# Sun/Shade causing shots left & right?



## cgchris99 (Apr 10, 2003)

I had a situation last week. We shot a field course with 90% of the shots in the shade. We came up to the 40 yard target and the sun was coming from the right and was really difficult to see through the peep. Shots seemed to land left.

How does sun direction change the impact point? FYI, 6x scope with a #2 clarifier peep.

Thanks for any info.


----------



## Sasquech (Dec 15, 2014)

Generally it will be more slope and footing but lighting can have an effect always glass the target and adjust for the grouping it will tell you a lot about the shot. But in short lighting does have an effect


----------



## montigre (Oct 13, 2008)

When using any form of rear sight (such as a peep in archery or scope with rifles), the shooter is likely to perceive the target in a different manner (larger or smaller, and/or in a different place) depending on the position of the sun and its intensity. The if the light getting to your eye through the peep is coming from the right, the shooter is more prone to shoot left of the intended point of impact, if coming from directly in front or is very bright, the poi will be lower on target and vise versa if coming from behind or in lower lighting, causing the shooter to hit high. This is caused by the principle of light diffraction--causing the light waves bend around corners and interfere with one another as they travel through the small holes of our sights. These effects are magnified as the distance to the target increases. 

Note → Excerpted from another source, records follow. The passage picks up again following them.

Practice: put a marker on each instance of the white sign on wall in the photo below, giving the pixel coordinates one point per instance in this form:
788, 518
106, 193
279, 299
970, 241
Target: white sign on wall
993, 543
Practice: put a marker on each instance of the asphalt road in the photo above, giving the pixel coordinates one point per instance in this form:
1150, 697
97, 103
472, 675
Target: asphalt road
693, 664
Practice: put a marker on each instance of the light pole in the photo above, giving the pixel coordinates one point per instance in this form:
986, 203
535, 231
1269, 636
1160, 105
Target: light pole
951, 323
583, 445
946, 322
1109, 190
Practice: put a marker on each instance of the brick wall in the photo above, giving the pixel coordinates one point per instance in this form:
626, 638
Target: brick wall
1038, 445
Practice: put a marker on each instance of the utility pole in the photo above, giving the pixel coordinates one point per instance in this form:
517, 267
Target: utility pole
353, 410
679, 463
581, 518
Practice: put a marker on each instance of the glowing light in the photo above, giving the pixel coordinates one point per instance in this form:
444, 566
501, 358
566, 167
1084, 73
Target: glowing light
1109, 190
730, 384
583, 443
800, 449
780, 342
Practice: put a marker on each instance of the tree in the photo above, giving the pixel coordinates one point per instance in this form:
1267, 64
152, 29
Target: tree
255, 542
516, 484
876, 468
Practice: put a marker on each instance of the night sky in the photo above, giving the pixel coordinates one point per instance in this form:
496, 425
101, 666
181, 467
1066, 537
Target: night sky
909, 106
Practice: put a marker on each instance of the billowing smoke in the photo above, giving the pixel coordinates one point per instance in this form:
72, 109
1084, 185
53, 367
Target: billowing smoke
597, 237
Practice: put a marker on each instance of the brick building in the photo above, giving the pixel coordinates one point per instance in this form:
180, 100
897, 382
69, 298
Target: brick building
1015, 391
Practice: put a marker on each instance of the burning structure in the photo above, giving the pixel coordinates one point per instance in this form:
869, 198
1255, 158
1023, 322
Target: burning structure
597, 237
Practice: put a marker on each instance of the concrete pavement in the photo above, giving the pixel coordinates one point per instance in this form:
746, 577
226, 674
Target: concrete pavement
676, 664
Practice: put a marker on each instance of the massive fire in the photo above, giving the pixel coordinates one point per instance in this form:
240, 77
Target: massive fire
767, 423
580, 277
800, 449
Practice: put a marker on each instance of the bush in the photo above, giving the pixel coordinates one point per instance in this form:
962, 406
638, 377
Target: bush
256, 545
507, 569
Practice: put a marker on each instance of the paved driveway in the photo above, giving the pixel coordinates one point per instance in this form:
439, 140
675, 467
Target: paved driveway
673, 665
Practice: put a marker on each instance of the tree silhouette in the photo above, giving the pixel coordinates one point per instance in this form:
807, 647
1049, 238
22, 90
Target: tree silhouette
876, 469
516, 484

With practice shooting in these conditions, you learn how much you need to compensate for the varying light conditions (to give your sight a couple of clicks to the right/left etc).... Some shooting glasses have specialized lens coatings that limit the amount of perceived diffraction and allow for more accurate aiming in difficult or changeable lighting situations.

The magnification of your scope will have little bearing on this, but the size of your aperture opening can affect it greatly.


----------



## cgchris99 (Apr 10, 2003)

Thanks for the info


----------



## bigHUN (Feb 5, 2006)

montigre said:


> When using any form of rear sight (such as a peep in archery or scope with rifles), the shooter is likely to perceive the target in a different manner (larger or smaller, and/or in a different place) depending on the position of the sun and its intensity. The if the light getting to your eye through the peep is coming from the right, the shooter is more prone to shoot left of the intended point of impact, if coming from directly in front or is very bright, the poi will be lower on target and vise versa if coming from behind or in lower lighting, causing the shooter to hit high. This is caused by the principle of light diffraction--causing the light waves bend around corners and interfere with one another as they travel through the small holes of our sights. These effects are magnified as the distance to the target increases.
> 
> With practice shooting in these conditions, you learn how much you need to compensate for the varying light conditions (to give your sight a couple of clicks to the right/left etc).... Some shooting glasses have specialized lens coatings that limit the amount of perceived diffraction and allow for more accurate aiming in difficult or changeable lighting situations.
> 
> The magnification of your scope will have little bearing on this, but the size of your aperture opening can affect it greatly.


this!
you need a good bino or a good monocular so you can see where your first arrow hits...
I had 2-3 Field -whole day events- this year where I had to move 6-7 clicks to the right along the day, the long shots were awfully off to the Left especially in the morning hours and moved to the right about and past noon...
I am using a 29mm scope and one of the smallest peeps (blank hole, no lens inside) what centers well inside the scope housing, so I am excluding any shade (below or either L or R edge on perimeter) to do me this error


----------



## caspian (Jan 13, 2009)

cgchris99 said:


> We came up to the 40 yard target and the sun was coming from the right and was really difficult to see through the peep. Shots seemed to land left.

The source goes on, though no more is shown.